Reputation: 179
I am trying to iterate over a large list. I want a method that can iterate this list quickly. But it takes much time to iterate. Is there any method to iterate quickly or python is not built to do this. My code snippet is :-
for i in THREE_INDEX:
if check_balanced(rc, pc):
print('balanced')
else:
rc, pc = equation_suffix(rc, pc, i)
Here THREE_INDEX has a length of 117649. It takes much time to iterate over this list, is there any method to iterate it quicker. But it takes around 4-5 minutes to iterate
equation_suffix functions:
def equation_suffix(rn, pn, suffix_list):
len_rn = len(rn)
react_suffix = suffix_list[: len_rn]
prod_suffix = suffix_list[len_rn:]
for re in enumerate(rn):
rn[re[0]] = add_suffix(re[1], react_suffix[re[0]])
for pe in enumerate(pn):
pn[pe[0]] = add_suffix(pe[1], prod_suffix[pe[0]])
return rn, pn
check_balanced function:
def check_balanced(rl, pl):
total_reactant = []
total_product = []
reactant_name = []
product_name = []
for reactant in rl:
total_reactant.append(separate_num(separate_brackets(reactant)))
for product in pl:
total_product.append(separate_num(separate_brackets(product)))
for react in total_reactant:
for key in react:
val = react.get(key)
val_dict = {key: val}
reactant_name.append(val_dict)
for prod in total_product:
for key in prod:
val = prod.get(key)
val_dict = {key: val}
product_name.append(val_dict)
reactant_name = flatten_dict(reactant_name)
product_name = flatten_dict(product_name)
for elem in enumerate(reactant_name):
val_r = reactant_name.get(elem[1])
val_p = product_name.get(elem[1])
if val_r == val_p:
if elem[0] == len(reactant_name) - 1:
return True
else:
return False
Upvotes: 2
Views: 4113
Reputation: 155363
General for
loops aren't an issue, but using them to build (or rebuild) list
s is usually slower than using list comprehensions (or in some cases, map
/filter
, though those are advanced tools that are often a pessimization).
Your functions could be made significantly simpler this way, and they'd get faster to boot. Example rewrites:
def equation_suffix(rn, pn, suffix_list):
prod_suffix = suffix_list[len(rn):]
# Change `rn =` to `rn[:] = ` if you must modify the caller's list as in your
# original code, not just return the modified list (which would be fine in your original code)

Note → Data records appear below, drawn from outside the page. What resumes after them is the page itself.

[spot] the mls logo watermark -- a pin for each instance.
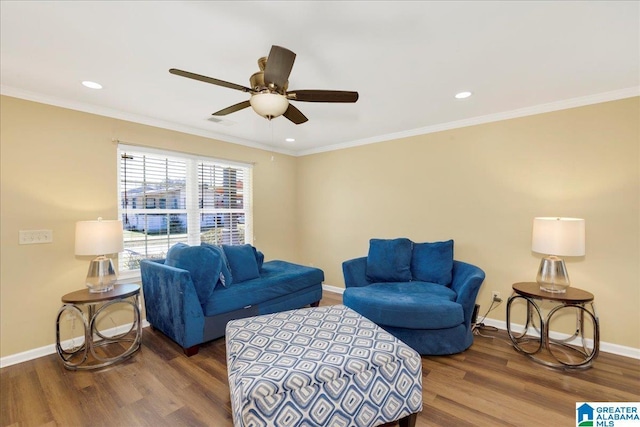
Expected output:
(607, 414)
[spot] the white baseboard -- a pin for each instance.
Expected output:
(35, 353)
(501, 324)
(25, 356)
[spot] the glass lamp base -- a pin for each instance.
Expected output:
(101, 276)
(552, 275)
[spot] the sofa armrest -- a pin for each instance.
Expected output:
(171, 302)
(467, 280)
(355, 272)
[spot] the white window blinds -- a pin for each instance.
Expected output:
(167, 197)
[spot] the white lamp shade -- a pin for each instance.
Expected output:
(558, 236)
(99, 237)
(269, 104)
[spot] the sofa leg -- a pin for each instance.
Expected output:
(408, 421)
(190, 351)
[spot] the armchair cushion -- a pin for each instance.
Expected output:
(433, 262)
(225, 273)
(204, 264)
(412, 305)
(389, 260)
(242, 262)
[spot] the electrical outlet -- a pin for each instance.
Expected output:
(32, 237)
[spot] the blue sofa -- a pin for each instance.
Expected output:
(192, 294)
(417, 292)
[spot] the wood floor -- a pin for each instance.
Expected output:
(487, 385)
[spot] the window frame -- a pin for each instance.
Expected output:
(192, 209)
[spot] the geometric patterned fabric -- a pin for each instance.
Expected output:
(322, 366)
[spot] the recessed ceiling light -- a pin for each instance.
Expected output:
(92, 85)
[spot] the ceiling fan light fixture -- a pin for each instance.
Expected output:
(269, 105)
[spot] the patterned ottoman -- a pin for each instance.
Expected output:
(323, 366)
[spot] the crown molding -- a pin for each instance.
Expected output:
(135, 118)
(522, 112)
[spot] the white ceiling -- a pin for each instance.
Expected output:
(406, 60)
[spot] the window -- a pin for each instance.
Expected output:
(168, 197)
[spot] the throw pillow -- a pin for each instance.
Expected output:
(226, 279)
(433, 262)
(242, 261)
(259, 257)
(204, 265)
(389, 260)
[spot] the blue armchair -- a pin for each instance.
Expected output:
(432, 318)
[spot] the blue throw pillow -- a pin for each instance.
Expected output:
(389, 260)
(259, 257)
(433, 262)
(242, 261)
(204, 265)
(226, 279)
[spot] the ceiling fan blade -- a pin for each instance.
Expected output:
(323, 95)
(279, 65)
(237, 107)
(295, 115)
(208, 80)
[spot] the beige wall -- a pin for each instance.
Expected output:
(479, 185)
(59, 166)
(482, 185)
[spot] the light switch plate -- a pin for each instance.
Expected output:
(34, 237)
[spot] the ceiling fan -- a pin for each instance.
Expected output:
(269, 95)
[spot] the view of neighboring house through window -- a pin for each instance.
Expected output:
(167, 197)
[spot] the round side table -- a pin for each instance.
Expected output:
(573, 299)
(88, 307)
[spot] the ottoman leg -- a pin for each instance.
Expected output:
(408, 421)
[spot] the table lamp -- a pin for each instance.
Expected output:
(556, 237)
(99, 238)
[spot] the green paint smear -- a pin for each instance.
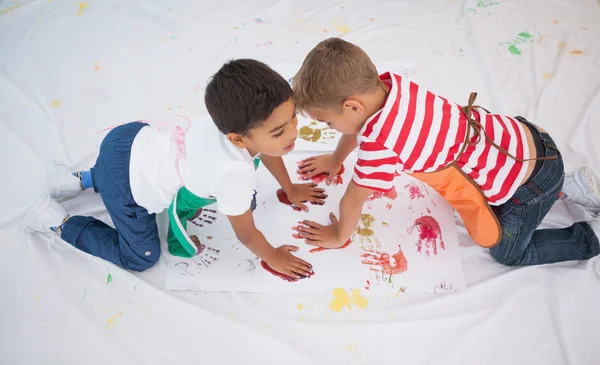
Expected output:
(514, 50)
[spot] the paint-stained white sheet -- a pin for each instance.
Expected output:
(406, 242)
(69, 69)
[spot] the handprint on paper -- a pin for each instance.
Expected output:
(206, 255)
(430, 235)
(382, 262)
(311, 133)
(202, 216)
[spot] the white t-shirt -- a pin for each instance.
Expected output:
(211, 168)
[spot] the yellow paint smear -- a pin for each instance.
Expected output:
(340, 300)
(367, 220)
(111, 321)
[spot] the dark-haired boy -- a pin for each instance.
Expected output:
(141, 170)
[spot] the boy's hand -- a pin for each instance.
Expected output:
(301, 193)
(316, 165)
(285, 263)
(323, 236)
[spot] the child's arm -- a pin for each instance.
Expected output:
(330, 163)
(297, 193)
(279, 259)
(335, 234)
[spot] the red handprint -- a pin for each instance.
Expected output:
(429, 234)
(394, 264)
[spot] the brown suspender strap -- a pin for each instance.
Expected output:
(478, 129)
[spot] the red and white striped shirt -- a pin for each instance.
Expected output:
(418, 131)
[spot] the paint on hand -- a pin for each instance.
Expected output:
(430, 235)
(319, 249)
(384, 263)
(358, 300)
(337, 180)
(365, 233)
(282, 197)
(414, 191)
(311, 134)
(392, 195)
(364, 228)
(281, 276)
(111, 321)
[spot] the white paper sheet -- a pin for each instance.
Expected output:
(397, 247)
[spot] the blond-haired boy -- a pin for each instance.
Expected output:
(501, 174)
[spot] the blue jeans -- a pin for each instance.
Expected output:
(134, 244)
(521, 243)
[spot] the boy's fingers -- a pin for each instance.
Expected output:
(333, 218)
(303, 207)
(290, 248)
(292, 274)
(304, 265)
(305, 169)
(307, 229)
(317, 201)
(302, 271)
(312, 242)
(312, 224)
(309, 235)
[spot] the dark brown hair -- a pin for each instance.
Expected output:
(243, 94)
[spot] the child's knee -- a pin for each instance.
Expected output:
(142, 258)
(503, 257)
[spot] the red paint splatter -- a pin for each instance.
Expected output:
(429, 234)
(282, 196)
(337, 180)
(384, 263)
(414, 191)
(319, 249)
(280, 275)
(392, 195)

rn = [add_suffix(r, suffix) for r, suffix in zip(rn, suffix_list)] # No need to slice suffix_list; zip'll stop when rn exhausted
pn = [add_suffix(p, suffix) for p, suffix in zip(pn, prod_suffix)]
return rn, pn
def check_balanced(rl, pl):
# These can be generator expressions, since they're iterated once and thrown away anyway
total_reactant = (separate_num(separate_brackets(reactant)) for reactant in rl)

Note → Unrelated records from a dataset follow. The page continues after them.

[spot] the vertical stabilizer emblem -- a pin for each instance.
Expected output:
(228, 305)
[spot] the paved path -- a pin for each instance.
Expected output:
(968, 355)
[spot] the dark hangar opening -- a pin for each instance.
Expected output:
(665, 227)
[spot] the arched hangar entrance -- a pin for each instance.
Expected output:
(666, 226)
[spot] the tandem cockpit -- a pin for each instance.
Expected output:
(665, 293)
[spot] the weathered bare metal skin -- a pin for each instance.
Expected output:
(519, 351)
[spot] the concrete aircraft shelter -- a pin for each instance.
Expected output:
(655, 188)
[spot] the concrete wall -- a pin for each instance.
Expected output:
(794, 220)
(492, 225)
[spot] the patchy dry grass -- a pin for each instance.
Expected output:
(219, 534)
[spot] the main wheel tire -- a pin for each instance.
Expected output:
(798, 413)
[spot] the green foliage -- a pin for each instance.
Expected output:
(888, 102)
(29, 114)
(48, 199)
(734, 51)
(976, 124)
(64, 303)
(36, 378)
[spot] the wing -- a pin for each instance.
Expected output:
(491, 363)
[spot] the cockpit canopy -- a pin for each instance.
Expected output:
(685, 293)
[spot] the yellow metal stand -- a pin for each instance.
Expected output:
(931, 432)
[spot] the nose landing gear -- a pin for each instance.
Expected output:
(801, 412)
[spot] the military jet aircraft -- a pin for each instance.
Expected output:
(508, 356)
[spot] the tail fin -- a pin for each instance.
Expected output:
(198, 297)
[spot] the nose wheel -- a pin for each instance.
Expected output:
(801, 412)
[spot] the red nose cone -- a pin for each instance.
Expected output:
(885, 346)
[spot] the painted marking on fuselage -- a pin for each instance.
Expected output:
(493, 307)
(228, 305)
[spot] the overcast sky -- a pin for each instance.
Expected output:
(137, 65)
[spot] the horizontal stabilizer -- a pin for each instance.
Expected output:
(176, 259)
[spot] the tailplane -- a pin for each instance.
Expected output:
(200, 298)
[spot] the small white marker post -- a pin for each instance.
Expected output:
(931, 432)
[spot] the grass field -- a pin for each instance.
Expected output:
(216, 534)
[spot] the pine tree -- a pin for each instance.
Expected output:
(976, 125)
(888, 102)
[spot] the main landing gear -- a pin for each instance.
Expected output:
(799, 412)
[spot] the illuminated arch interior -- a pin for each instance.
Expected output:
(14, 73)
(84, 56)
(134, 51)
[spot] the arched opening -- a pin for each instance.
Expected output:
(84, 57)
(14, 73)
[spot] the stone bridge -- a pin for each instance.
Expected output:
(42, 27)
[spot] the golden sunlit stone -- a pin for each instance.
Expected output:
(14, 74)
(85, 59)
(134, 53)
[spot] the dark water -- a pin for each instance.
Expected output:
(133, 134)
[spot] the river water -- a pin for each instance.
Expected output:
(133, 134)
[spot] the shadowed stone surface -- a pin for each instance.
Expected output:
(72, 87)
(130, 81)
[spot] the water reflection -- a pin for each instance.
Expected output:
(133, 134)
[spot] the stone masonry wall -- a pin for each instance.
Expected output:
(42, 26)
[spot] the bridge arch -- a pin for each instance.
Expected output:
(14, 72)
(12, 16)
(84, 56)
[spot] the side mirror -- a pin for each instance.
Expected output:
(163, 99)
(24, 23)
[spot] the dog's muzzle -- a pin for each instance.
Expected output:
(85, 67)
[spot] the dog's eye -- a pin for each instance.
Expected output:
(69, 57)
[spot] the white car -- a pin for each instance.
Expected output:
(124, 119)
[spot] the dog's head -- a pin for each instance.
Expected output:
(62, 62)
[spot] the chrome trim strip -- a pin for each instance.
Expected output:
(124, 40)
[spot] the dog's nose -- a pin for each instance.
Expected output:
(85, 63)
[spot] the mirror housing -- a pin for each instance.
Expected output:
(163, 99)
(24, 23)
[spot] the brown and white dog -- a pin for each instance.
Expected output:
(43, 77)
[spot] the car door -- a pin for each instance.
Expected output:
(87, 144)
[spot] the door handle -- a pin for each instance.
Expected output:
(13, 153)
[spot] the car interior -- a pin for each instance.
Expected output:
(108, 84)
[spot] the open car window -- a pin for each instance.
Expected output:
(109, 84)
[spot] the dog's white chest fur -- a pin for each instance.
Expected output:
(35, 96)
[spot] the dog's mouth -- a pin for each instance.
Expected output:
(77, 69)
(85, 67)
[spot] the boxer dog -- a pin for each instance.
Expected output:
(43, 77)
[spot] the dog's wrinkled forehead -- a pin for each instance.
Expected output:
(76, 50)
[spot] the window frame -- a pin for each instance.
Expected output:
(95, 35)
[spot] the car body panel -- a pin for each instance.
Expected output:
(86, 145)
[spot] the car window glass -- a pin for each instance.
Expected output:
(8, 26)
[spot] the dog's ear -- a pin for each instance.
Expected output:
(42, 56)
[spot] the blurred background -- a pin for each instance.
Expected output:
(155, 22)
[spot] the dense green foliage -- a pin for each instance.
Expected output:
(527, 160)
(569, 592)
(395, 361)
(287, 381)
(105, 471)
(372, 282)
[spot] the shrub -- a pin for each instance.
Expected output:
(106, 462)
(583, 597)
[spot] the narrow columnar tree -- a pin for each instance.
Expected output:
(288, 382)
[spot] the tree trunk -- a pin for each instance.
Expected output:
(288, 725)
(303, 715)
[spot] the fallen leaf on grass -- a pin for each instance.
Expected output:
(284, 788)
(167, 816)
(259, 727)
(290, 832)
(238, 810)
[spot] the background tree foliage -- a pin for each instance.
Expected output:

total_product = (separate_num(separate_brackets(product)) for product in pl)
reactant_name = []
product_name = []
# Use .items() to avoid repeated lookups, and concat simple listcomps to reduce calls to append
for react in total_reactant:
reactant_name += [{key: val} for key, val in react.items()]
for prod in total_product:
product_name += [{key: val} for key, val in prod.items()]

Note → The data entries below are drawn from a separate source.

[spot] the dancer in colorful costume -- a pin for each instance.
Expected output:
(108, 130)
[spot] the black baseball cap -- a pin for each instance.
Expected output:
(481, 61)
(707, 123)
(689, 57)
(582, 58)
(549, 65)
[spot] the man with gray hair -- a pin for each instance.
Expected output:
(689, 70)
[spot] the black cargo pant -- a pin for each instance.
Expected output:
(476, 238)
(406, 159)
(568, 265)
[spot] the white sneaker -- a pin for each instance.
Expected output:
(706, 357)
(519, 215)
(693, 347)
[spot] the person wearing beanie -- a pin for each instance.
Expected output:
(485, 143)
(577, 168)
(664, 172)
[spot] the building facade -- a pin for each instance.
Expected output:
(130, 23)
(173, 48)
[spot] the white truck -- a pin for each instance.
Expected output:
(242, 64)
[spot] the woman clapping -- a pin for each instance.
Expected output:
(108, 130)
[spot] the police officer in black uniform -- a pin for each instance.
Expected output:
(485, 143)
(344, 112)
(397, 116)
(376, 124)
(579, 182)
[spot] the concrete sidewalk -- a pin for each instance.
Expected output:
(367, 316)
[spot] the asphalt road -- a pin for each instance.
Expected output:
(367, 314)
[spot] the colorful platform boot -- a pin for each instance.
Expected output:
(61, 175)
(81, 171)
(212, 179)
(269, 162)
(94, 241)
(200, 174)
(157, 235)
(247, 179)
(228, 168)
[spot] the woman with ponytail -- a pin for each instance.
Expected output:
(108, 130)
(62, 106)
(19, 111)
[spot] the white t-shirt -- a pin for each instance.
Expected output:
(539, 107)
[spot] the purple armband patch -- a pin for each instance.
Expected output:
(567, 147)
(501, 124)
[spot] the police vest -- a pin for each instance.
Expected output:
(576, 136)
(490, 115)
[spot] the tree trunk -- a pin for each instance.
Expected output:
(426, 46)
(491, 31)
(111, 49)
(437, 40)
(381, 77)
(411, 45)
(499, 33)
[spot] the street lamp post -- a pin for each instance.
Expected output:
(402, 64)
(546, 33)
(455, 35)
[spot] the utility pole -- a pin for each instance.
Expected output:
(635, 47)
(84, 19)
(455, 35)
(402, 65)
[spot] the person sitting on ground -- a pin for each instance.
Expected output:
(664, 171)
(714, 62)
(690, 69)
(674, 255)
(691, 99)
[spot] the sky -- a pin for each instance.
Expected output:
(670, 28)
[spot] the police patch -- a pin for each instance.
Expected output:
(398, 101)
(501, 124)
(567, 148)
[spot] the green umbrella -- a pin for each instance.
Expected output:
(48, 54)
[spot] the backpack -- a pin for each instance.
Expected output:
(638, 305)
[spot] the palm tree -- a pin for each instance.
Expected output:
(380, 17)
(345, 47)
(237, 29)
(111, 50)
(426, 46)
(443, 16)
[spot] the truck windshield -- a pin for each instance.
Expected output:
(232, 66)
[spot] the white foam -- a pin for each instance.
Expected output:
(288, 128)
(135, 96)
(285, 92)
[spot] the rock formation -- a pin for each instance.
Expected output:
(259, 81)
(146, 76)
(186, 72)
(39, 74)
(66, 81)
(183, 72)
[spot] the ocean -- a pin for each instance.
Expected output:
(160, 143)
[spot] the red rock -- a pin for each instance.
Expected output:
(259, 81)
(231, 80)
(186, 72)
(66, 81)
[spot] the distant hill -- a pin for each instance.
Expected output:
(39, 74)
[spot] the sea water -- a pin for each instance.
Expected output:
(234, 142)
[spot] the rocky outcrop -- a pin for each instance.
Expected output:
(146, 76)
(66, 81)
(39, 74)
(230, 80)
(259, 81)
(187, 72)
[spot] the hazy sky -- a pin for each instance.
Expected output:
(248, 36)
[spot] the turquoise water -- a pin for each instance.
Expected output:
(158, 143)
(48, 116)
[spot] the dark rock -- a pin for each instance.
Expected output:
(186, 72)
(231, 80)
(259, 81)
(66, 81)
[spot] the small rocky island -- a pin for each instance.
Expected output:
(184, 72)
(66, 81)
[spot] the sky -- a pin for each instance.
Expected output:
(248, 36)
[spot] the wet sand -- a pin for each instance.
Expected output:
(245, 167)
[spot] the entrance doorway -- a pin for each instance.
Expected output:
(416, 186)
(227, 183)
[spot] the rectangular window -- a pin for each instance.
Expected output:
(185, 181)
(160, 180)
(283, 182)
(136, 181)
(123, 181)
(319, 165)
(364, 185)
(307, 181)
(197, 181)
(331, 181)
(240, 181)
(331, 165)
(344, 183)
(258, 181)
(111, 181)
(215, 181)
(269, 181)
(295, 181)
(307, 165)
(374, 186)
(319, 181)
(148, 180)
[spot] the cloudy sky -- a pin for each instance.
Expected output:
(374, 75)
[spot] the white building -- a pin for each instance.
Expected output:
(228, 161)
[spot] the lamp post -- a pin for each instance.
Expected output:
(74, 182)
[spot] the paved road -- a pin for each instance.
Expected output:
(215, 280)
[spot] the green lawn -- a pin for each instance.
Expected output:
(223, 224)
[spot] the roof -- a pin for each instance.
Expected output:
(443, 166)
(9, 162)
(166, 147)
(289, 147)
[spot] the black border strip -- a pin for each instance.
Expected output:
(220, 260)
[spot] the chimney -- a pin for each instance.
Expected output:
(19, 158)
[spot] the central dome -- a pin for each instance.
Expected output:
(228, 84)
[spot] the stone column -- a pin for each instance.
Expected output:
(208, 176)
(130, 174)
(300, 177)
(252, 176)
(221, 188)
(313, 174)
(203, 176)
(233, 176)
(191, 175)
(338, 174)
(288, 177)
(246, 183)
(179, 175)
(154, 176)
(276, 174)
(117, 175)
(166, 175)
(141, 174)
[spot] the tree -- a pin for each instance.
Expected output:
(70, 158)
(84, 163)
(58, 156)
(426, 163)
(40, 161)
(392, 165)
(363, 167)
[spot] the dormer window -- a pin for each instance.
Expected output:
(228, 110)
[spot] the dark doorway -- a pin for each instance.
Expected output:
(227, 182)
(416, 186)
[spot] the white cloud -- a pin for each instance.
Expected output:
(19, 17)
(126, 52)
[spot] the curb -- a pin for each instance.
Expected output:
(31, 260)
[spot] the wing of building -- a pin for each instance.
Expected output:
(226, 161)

# These calls are suspicious, and may indicate optimizations to be had on prior lines
reactant_name = flatten_dict(reactant_name)
product_name = flatten_dict(product_name)
for i, (elem, val_r) in enumerate(reactant_name.items()):
if val_r == product_name.get(elem):
if i == len(reactant_name) - 1:
return True
else:
# I'm a little suspicious of returning False the first time a single
# key's value doesn't match. Either it's wrong, or it indicates an
# opportunity to write short-circuiting code that doesn't have
# to fully construct reactant_name and product_name when much of the time
# there will be an early mismatch
return False
I'll also note that using enumerate
without unpacking the result is going to get worse performance, and more cryptic code; in this case (and many others), enumerate
isn't needed, as listcomps and genexprs can accomplish the same result without knowing the index, but when it is needed, always unpack, e.g. for i, elem in enumerate(...):
then using i
and elem
separately will always run faster than for packed in enumerate(...):
and using packed[0]
and packed[1]
(and if you have more useful names than i
and elem
, it'll be much more readable to boot).
Upvotes: 1
Reputation: 575
I believe the reason why "iterating" the list take a long time is due to the methods you are calling inside the for loop. I took out the methods just to test the speed of the iteration, it appears that iterating through a list of size 117649 is very fast. Here is my test script:
import time
start_time = time.time()
new_list = [(1, 2, 3) for i in range(117649)]
end_time = time.time()
print(f"Creating the list took: {end_time - start_time}s")
start_time = time.time()
for i in new_list:
pass
end_time = time.time()
print(f"Iterating the list took: {end_time - start_time}s")
Output is:
Creating the list took: 0.005337953567504883s
Iterating the list took: 0.0035648345947265625s
Edit: time() returns second.
Upvotes: 2